However, the **read_html** function is limited to extracting ONLY data that is contained within *table* tags in the HTML code. If the data you want to scrape is NOT contained in a *table* tag, this method will not work.

The **read_html** function requires a parameter specifying the HTML data. This parameter can either be HTML stored as text or the web site address.

In [None]:
import pandas as pd

from selenium import webdriver
from selenium.webdriver.common.by import By

# Set up headless Chrome options
options = webdriver.ChromeOptions()
options.add_argument('--headless')  # Optional: runs the browser in the background
driver = webdriver.Chrome(options=options)

# Load the Yahoo Finance Profile page
url = "https://finance.yahoo.com/quote/F/key-statistics?p=F"
driver.get(url)

# Wait for the page to load
driver.implicitly_wait(5)  # Waits up to 5 seconds 

# Retrieve HTML
html = driver.page_source

# Close the browser
driver.quit()

dfs = pd.read_html(html)

Let's print out the DataFrames in our **dfs** list to see what data in our web page is contained in tables.

In [None]:
for df in dfs:
    print(df)
    print('\n\n----------------------------------------------------------------------------------\n\n')

Let's say we want to extract only the 5-year monthly Beta, which is contained in the second DataFrame in the **dfs** list.

In [None]:
dfs[8]

We can extract information from a DataFrame using the **.iloc[rownum,colnum]** function. The *rownum* and *colnum* are row and column numbers, respectively, and are indexed starting at 0.

Beta is contained in first row and second column, so the *rownum* is equal to 0 (i.e., first row), and the *colnum* is equal to 1 (i.e., second column).

In [None]:
beta = dfs[8].iloc[0,1]
print(beta)

#### Exercise -- Practice Using pandas read_html

1. Obtain the 'Trailing Annual Dividend Rate' for Ford listed on Ford's Yahoo Finance Statistics page.
2. Obtain the 'Shares Outstanding' for Ford listed on Ford's Yahoo Finance Statistics page.
3. Create a function to obtain the 'Trailing Annual Dividend Rate' and the 'Shares Outstanding' for any ticker. Then extract the these items for 'F','AAPL','AMZN', and 'WMT' and save the data to a new pandas DataFrame.

#### Solution for # 1

In [None]:
dfs[10]

In [None]:
divrate = dfs[10].iloc[3,1]
print(divrate)

#### Solution for # 2

In [None]:
dfs[9]

In [None]:
shrout = dfs[9].iloc[3,1]
print(shrout)

#### Solution for # 3

In [None]:
import pandas as pd

def get_data(ticker):

    # Set up headless Chrome options
    options = webdriver.ChromeOptions()
    options.add_argument('--headless')  # Optional: runs the browser in the background
    driver = webdriver.Chrome(options=options)

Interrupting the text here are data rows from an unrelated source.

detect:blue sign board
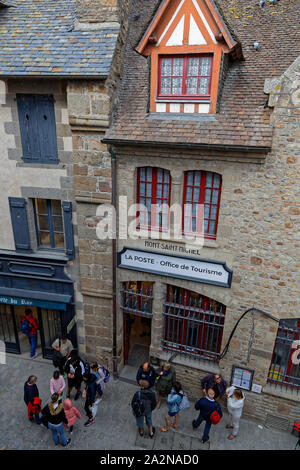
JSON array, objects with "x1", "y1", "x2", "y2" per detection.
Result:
[{"x1": 0, "y1": 296, "x2": 66, "y2": 310}]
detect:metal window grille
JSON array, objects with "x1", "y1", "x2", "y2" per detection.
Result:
[
  {"x1": 121, "y1": 282, "x2": 153, "y2": 317},
  {"x1": 268, "y1": 319, "x2": 300, "y2": 393},
  {"x1": 183, "y1": 170, "x2": 222, "y2": 238},
  {"x1": 162, "y1": 286, "x2": 226, "y2": 361},
  {"x1": 137, "y1": 167, "x2": 171, "y2": 230}
]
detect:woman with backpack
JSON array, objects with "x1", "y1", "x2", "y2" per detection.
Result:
[
  {"x1": 155, "y1": 363, "x2": 176, "y2": 409},
  {"x1": 42, "y1": 393, "x2": 71, "y2": 447},
  {"x1": 160, "y1": 382, "x2": 184, "y2": 432},
  {"x1": 131, "y1": 380, "x2": 156, "y2": 438},
  {"x1": 226, "y1": 386, "x2": 245, "y2": 440},
  {"x1": 50, "y1": 370, "x2": 66, "y2": 402}
]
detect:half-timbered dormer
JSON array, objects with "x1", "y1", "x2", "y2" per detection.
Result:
[{"x1": 136, "y1": 0, "x2": 242, "y2": 114}]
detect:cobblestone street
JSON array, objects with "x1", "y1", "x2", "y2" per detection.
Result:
[{"x1": 0, "y1": 355, "x2": 297, "y2": 450}]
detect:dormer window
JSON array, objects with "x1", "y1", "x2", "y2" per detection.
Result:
[
  {"x1": 158, "y1": 54, "x2": 213, "y2": 100},
  {"x1": 136, "y1": 0, "x2": 243, "y2": 114}
]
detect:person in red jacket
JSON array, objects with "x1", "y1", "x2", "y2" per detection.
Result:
[
  {"x1": 64, "y1": 398, "x2": 82, "y2": 434},
  {"x1": 21, "y1": 308, "x2": 39, "y2": 359}
]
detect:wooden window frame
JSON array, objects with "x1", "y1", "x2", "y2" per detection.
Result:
[
  {"x1": 33, "y1": 198, "x2": 66, "y2": 252},
  {"x1": 16, "y1": 93, "x2": 59, "y2": 165},
  {"x1": 182, "y1": 170, "x2": 222, "y2": 240},
  {"x1": 137, "y1": 166, "x2": 171, "y2": 232},
  {"x1": 157, "y1": 53, "x2": 214, "y2": 101}
]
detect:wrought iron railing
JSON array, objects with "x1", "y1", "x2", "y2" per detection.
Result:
[
  {"x1": 121, "y1": 283, "x2": 153, "y2": 317},
  {"x1": 162, "y1": 289, "x2": 225, "y2": 361},
  {"x1": 268, "y1": 319, "x2": 300, "y2": 393}
]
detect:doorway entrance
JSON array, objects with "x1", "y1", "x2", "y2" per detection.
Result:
[
  {"x1": 121, "y1": 281, "x2": 153, "y2": 367},
  {"x1": 0, "y1": 304, "x2": 62, "y2": 359}
]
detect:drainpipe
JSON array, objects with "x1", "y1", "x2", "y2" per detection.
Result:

    # Load the Yahoo Finance Profile page
    url = 'https://finance.yahoo.com/quote/'+ticker+'/key-statistics?p='+ticker
    driver.get(url)

    # Wait for the page to load
    driver.implicitly_wait(1)  # Waits up to 1 seconds 

    # Retrieve HTML
    html = driver.page_source

    # Close the browser
    driver.quit()

    dfs = pd.read_html(html)
    divrate = dfs[10].iloc[3,1]
    shrout = dfs[9].iloc[3,1]
    return divrate,shrout

# List of tickers to obtain
tickers = ['F','AAPL','AMZN']

# Initalize a new pandas DataFrame
df = pd.DataFrame(columns = ['ticker','divrate','shrout'])

# Iterate through list of tickers and save mktcap to our df DataFrame
for ticker in tickers:
    divrate,shrout = get_data(ticker)
    df = pd.concat([df, pd.DataFrame({'ticker':[ticker], 'divrate':[divrate], 'shrout':[shrout]})], ignore_index=True)

# Print the df DataFrame
df